Kepala UPT BP2MI Provinsi DKI Jakarta Mukarom Ashadi mengatakan, pihaknya menemukan 26 calon PMI berjenis kelamin wanita dalam tiga kamar. 

Baca juga: Cirebon Jadi 'Kantong' Penampungan Ilegal Calon Pekerja Migran

"Total tiga kamar berisi PMI. Setelah kita kumpulkan, semua berjumlah 26 orang PMI yang mayoritas berasal dari Nusa Tenggara Barat (NTB),” kata Mukarom di lokasi. 

Foto: Yohannes T

Dikatakan Mukarom, para PMI tersebut  mengaku akan diberangkatkan ke negara-negara seperti Bahrain, Arab Saudi, hingga Uni Emirat Arab dalam waktu dekat.

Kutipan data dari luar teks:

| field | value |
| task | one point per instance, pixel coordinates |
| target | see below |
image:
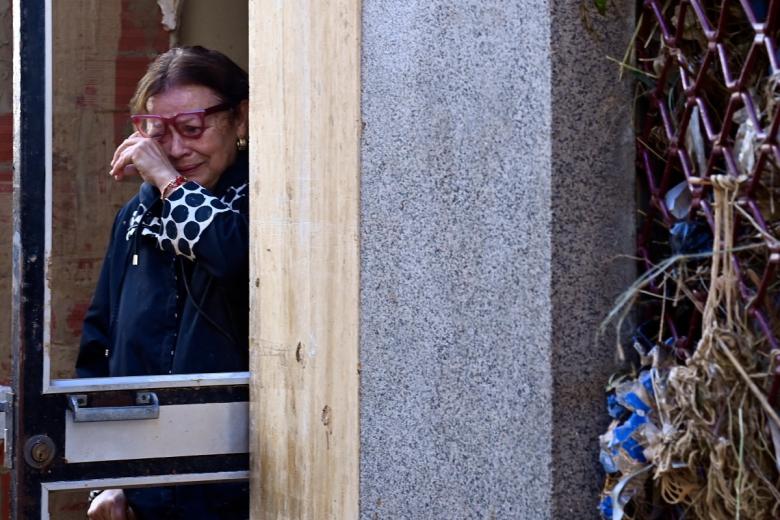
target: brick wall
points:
(98, 60)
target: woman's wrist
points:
(171, 186)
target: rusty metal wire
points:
(710, 100)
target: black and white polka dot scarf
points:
(185, 215)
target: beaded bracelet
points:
(172, 185)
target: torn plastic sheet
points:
(746, 142)
(623, 444)
(690, 237)
(678, 200)
(631, 487)
(694, 142)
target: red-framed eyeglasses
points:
(187, 124)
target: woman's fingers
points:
(109, 505)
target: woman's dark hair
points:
(196, 65)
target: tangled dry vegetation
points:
(696, 433)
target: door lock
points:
(39, 451)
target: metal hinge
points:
(7, 427)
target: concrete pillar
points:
(496, 191)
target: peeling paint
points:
(171, 9)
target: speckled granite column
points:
(496, 192)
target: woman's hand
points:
(145, 157)
(110, 505)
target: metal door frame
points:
(40, 406)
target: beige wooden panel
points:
(305, 86)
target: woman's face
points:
(205, 158)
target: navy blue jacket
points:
(182, 307)
(173, 293)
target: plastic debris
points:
(690, 238)
(678, 200)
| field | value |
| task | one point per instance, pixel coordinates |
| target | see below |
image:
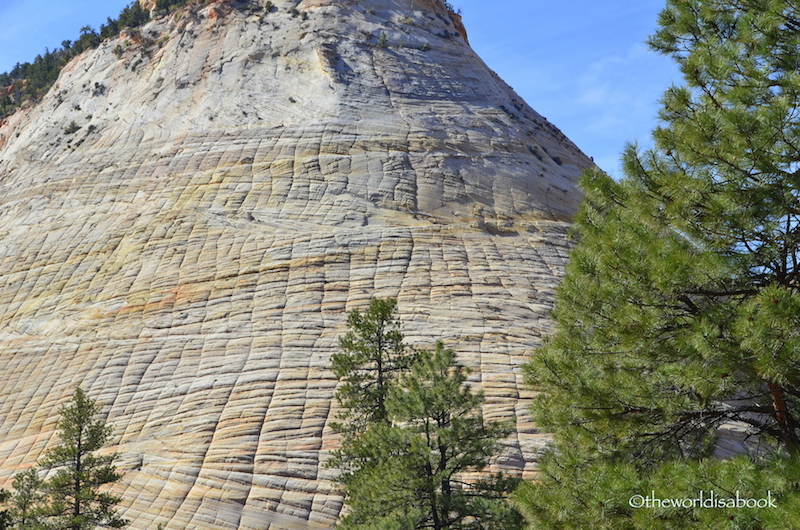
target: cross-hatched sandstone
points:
(240, 180)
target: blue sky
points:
(580, 63)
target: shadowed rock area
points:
(184, 224)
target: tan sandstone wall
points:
(236, 185)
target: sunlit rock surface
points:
(184, 224)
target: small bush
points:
(72, 128)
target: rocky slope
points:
(186, 217)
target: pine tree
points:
(28, 503)
(372, 353)
(680, 309)
(407, 474)
(76, 502)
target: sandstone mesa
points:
(238, 182)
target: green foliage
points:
(680, 308)
(5, 516)
(372, 353)
(383, 41)
(76, 502)
(29, 506)
(32, 80)
(402, 468)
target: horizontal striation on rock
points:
(189, 254)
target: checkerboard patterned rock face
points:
(238, 182)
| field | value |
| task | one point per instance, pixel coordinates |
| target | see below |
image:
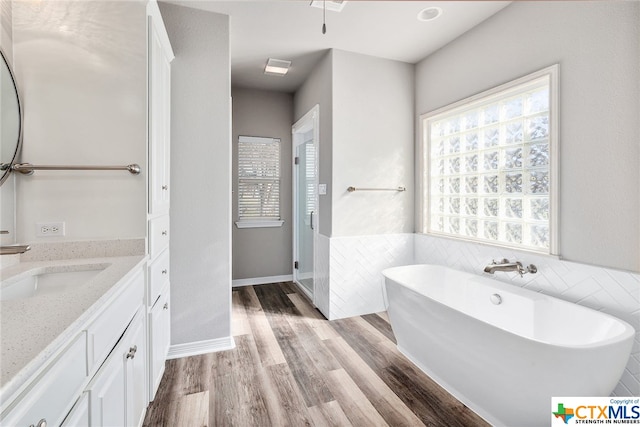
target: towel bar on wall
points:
(352, 189)
(28, 168)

Puluhan calon PMI tersebut akan diberangkatkan secara nonprosedural karena tak bisa menunjukkan dokumen resmi seperti paspor dan lainnya.

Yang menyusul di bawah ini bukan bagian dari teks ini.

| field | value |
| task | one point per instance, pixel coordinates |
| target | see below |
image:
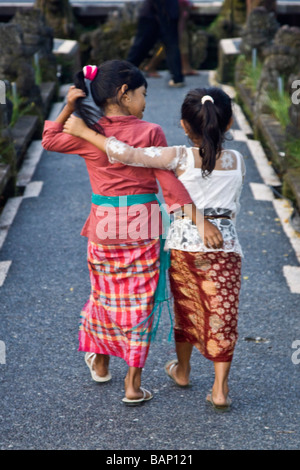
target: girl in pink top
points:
(123, 243)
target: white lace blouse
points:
(215, 195)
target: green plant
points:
(293, 152)
(279, 104)
(250, 73)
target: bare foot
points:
(98, 365)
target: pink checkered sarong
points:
(123, 283)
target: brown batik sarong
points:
(206, 290)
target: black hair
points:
(209, 121)
(111, 75)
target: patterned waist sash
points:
(161, 292)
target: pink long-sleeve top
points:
(110, 225)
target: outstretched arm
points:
(122, 153)
(166, 158)
(73, 95)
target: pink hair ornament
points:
(90, 71)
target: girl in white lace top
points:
(205, 282)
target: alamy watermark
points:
(2, 92)
(2, 353)
(296, 354)
(296, 94)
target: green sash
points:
(161, 292)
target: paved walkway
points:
(48, 400)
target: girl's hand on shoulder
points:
(73, 95)
(74, 126)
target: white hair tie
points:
(206, 98)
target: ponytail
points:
(101, 85)
(86, 108)
(207, 112)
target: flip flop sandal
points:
(168, 370)
(219, 408)
(138, 401)
(95, 377)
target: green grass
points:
(279, 105)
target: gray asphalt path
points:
(48, 400)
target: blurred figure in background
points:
(184, 13)
(158, 20)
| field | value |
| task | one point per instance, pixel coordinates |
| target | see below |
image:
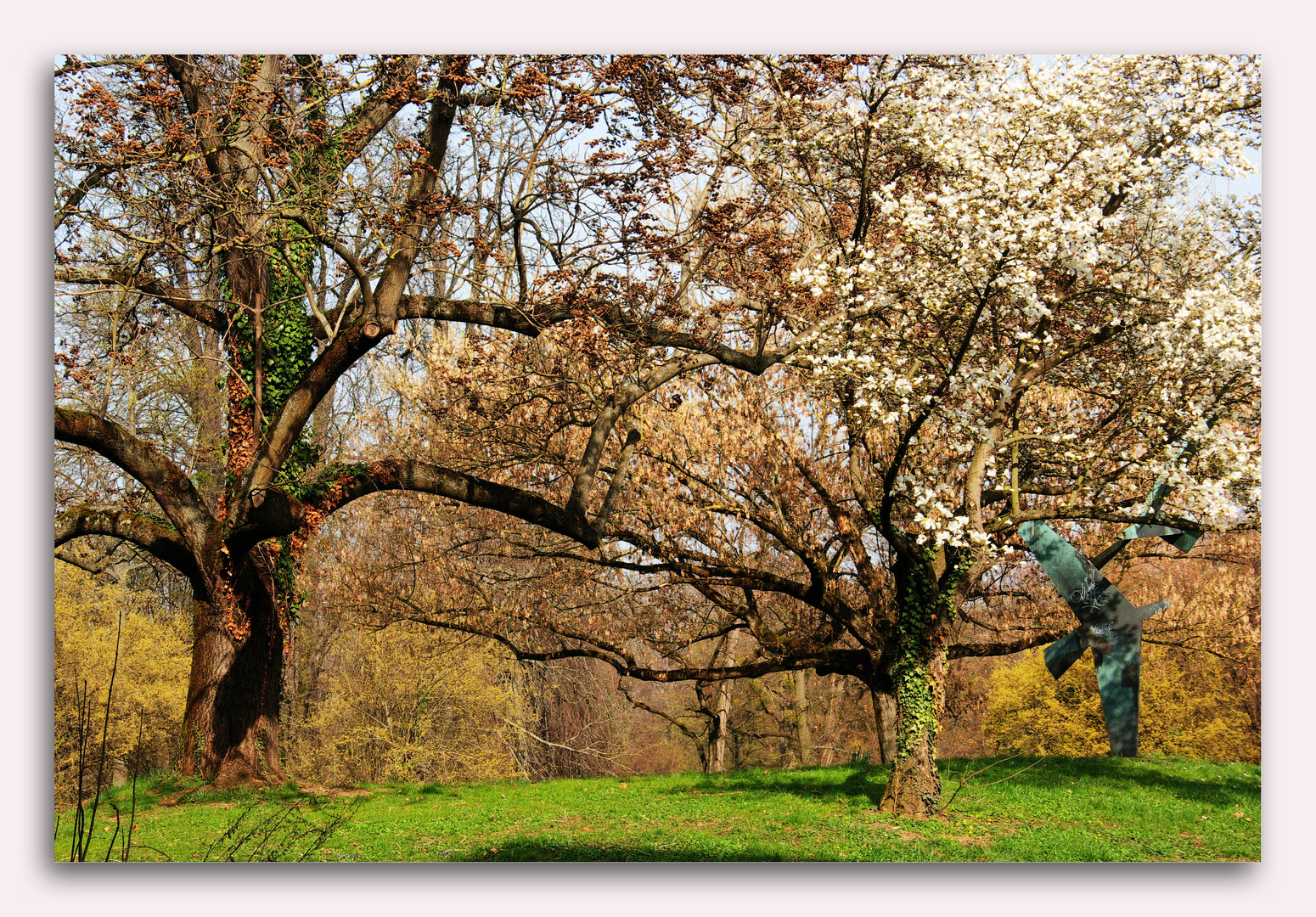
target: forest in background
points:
(407, 703)
(645, 402)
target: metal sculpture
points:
(1108, 622)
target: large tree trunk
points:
(716, 758)
(232, 717)
(925, 605)
(801, 701)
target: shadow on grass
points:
(1120, 774)
(858, 782)
(533, 850)
(865, 783)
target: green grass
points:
(1048, 809)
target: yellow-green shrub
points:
(404, 704)
(1182, 712)
(150, 684)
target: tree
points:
(1043, 320)
(275, 222)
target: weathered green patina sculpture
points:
(1108, 622)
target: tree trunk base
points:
(914, 790)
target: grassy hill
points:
(1019, 809)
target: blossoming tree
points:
(1033, 323)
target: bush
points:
(150, 684)
(1186, 709)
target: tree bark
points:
(801, 716)
(885, 715)
(716, 761)
(925, 603)
(232, 718)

Baca juga: Cerita Pilu Calon Pekerja Migran: Sudah Habis Puluhan Juta Tak Juga Berangkat

Untuk itu BP2MI memastikan bahwa oknum yang menyalurkan para wanita tersebut diduga berupaya melakukan tindak pidana perdagangan orang (TPPO).

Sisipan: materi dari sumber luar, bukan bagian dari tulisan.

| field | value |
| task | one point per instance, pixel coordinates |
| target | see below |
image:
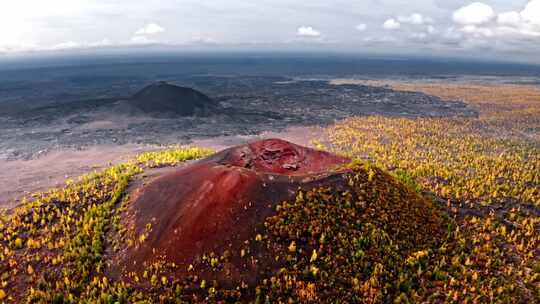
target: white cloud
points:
(141, 40)
(150, 29)
(66, 45)
(307, 31)
(480, 21)
(477, 31)
(415, 19)
(361, 27)
(391, 24)
(476, 13)
(531, 12)
(509, 18)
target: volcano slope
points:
(270, 221)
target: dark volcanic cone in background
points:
(166, 99)
(216, 204)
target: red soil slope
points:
(216, 204)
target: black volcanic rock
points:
(166, 99)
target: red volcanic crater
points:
(215, 204)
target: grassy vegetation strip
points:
(52, 247)
(172, 156)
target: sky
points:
(492, 28)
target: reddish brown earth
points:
(216, 204)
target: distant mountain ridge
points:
(164, 98)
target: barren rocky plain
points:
(90, 133)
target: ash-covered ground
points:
(248, 106)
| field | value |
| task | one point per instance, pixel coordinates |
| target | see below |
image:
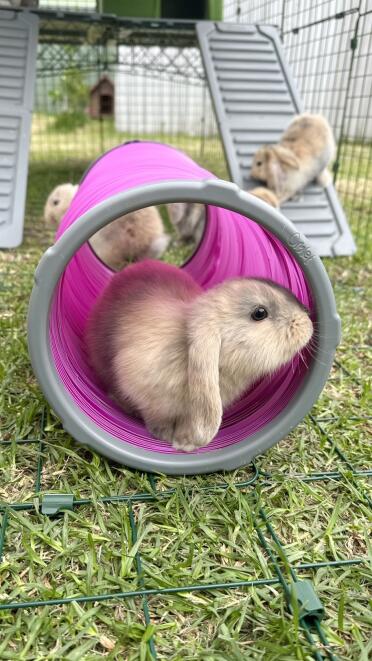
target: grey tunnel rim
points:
(217, 193)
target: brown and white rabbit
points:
(137, 235)
(266, 195)
(302, 155)
(188, 218)
(131, 237)
(177, 356)
(58, 202)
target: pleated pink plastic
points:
(233, 245)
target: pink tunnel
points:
(232, 245)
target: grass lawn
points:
(302, 510)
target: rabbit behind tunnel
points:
(131, 237)
(302, 155)
(177, 356)
(188, 218)
(266, 195)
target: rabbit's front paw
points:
(187, 438)
(164, 431)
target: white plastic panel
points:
(255, 99)
(18, 49)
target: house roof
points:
(103, 79)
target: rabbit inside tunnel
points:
(131, 237)
(301, 156)
(134, 236)
(205, 348)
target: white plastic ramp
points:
(18, 49)
(255, 99)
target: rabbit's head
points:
(271, 165)
(58, 202)
(256, 323)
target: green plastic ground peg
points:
(53, 503)
(310, 606)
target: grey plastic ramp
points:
(18, 48)
(255, 99)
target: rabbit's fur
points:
(177, 356)
(131, 237)
(266, 195)
(302, 155)
(188, 218)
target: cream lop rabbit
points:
(134, 236)
(302, 155)
(177, 356)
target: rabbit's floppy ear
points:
(203, 377)
(286, 156)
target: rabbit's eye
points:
(259, 313)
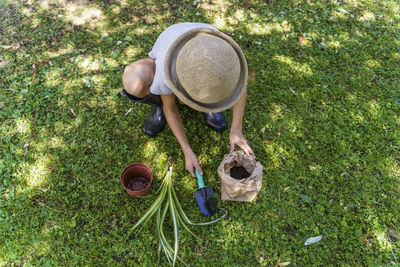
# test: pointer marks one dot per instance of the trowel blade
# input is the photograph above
(206, 201)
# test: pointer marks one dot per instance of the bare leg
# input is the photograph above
(138, 77)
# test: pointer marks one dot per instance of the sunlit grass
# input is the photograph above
(322, 116)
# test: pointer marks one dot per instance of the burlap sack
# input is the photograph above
(244, 189)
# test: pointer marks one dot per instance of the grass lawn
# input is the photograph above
(322, 116)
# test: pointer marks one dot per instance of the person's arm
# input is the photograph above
(175, 123)
(236, 136)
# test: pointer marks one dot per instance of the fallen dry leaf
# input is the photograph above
(15, 46)
(252, 74)
(3, 63)
(302, 40)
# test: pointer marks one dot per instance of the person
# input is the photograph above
(201, 66)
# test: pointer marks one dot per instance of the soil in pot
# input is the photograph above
(137, 183)
(238, 172)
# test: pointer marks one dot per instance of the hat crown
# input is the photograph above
(208, 68)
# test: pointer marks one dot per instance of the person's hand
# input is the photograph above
(192, 162)
(236, 137)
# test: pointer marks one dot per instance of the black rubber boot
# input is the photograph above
(155, 121)
(217, 121)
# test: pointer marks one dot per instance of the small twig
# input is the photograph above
(61, 113)
(94, 257)
(395, 259)
(42, 204)
(128, 111)
(394, 226)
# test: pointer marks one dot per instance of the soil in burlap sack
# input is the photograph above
(245, 189)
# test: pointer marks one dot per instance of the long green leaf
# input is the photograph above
(186, 219)
(175, 222)
(153, 208)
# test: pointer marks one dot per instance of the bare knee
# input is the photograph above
(137, 78)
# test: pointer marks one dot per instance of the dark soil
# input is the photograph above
(137, 184)
(238, 172)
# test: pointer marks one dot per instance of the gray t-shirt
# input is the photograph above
(159, 50)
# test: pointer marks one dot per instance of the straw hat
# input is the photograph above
(206, 70)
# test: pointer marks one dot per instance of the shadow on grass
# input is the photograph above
(320, 116)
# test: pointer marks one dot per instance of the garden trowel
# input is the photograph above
(205, 197)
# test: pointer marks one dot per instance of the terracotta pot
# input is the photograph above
(130, 177)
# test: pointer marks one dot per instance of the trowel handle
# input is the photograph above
(200, 180)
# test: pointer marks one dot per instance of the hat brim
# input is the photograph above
(176, 87)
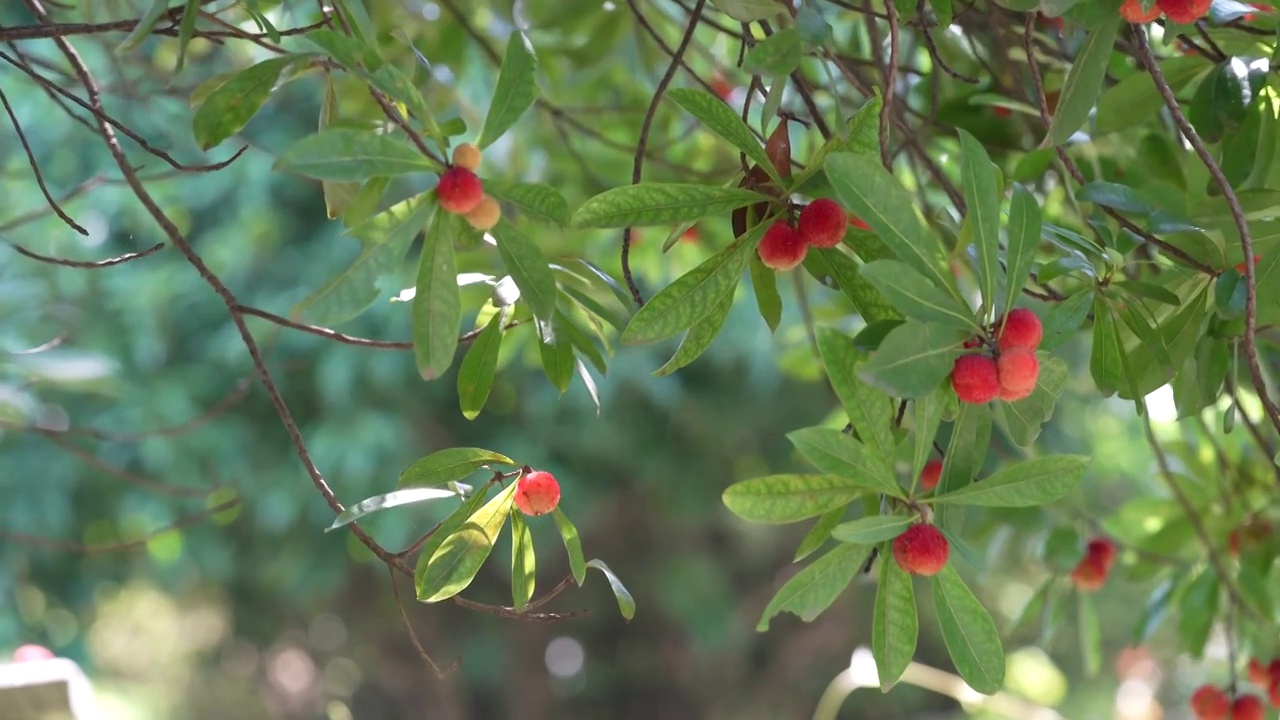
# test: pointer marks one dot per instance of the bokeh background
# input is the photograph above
(259, 614)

"Ini bagian dari upaya mengeksploitasi anak-anak bangsa. Dari satu orang PMI saja, kita dapat informasi, mereka dieksploitasi sampai dengan Rp 60-80 juta per satu orang," ucap Mukarom.

"Karena itu ini sudah masuk ke TPPO, karena itu BP2MI tidak segan-segan, setelah ini akan kami lakukan proses hukum guna menjerat yang bersangkutan," ucapnya.

Selain mengamankan puluhan calon PMI ilegal, BP2MI juga mengamankan empat pria dari pihak penyalur yang bertugas menjaga dan mengawasi kamar calon PMI. 

"Kita amankan empat orang laki-laki. Mereka ditugaskan penyalurnya untuk menjaga tiga kamar tadi itu, kami bawa untuk kami telusuri hingga nanti ketemu siapa pelaku daripada mereka ini," kata dia.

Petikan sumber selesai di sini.